Las segunda, sin embargo, parece una definición propia de las humanidades. El intento, tal vez desesperado, de reclamar un objeto que les había pertenecido durante milenios y del que habrían sido despojadas por el paso arrollador de las ciencias. Reclamar la historicidad de las emociones, su valor contextual, no puede ser sino el resultado de jugar a a la contra, de tener que defenderse en el propio campo, del catenaccio que las humanidades vienen practicando desde hace tiempo.

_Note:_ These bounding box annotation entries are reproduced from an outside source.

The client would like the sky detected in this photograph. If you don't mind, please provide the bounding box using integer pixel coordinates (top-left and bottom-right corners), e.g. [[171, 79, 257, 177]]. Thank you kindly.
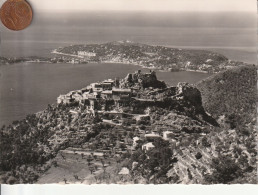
[[16, 0, 257, 12]]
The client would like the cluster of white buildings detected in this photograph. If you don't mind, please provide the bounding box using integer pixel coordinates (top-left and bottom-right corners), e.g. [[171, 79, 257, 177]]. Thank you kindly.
[[77, 51, 96, 57], [57, 79, 132, 110]]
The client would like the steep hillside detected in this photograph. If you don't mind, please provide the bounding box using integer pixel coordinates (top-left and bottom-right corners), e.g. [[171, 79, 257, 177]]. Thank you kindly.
[[0, 67, 257, 184]]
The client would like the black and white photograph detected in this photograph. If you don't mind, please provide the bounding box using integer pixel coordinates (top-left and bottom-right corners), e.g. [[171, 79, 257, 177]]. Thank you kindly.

Sin embargo, no es del todo así. En primer lugar, porque son muchos los humanistas que abrazan sin pudor la primera definición. Entre ellos, miembros del gremio de la filosofía, que trasladan a sus análisis sobre esa cosa que llamamos “mente” las teorías sobre las emociones básicas, el valor cognitivo de las emociones, o las correlaciones entre las partes del cerebro y ciertas actitudes y aptitudes “emocionales”. Pero no sólo los filósofos de la mente, que a fin de cuentas vienen de una tradición muy concreta, sino que vemos también cómo otros, que deberían tener mayor afinidad con otras interpretaciones de las emociones, se adhieren también a esta definición.
Y en segundo lugar, porque cada vez más son las evidencias científicas de que esta comprensión de las emociones, que se inicia a finales del siglo XIX, está equivocada. Lisa Feldman Barrett ha escrito de forma contundente y frecuente contra esta idea de las emociones como clases naturales, pero no está sola en este empeño: los estudios de Melzack sobre el dolor y la existencia de una firma neural se mueven en una dirección similar. La experiencia emocional es siempre contextual.
Y si las emociones son contextuales, si dependen de y modifican las circunstancias en que se producen, entonces deberíamos plantearnos muchas cosas acerca de nuestras creencias acerca de la emociones y de su funcionamiento. Y de cómo podemos intervenir en ellas y a través de ellas.
Pero eso lo dejaremos para otro día.
El libro que leía, y que recomiendo, es The History of Emotions, de Rob Boddice.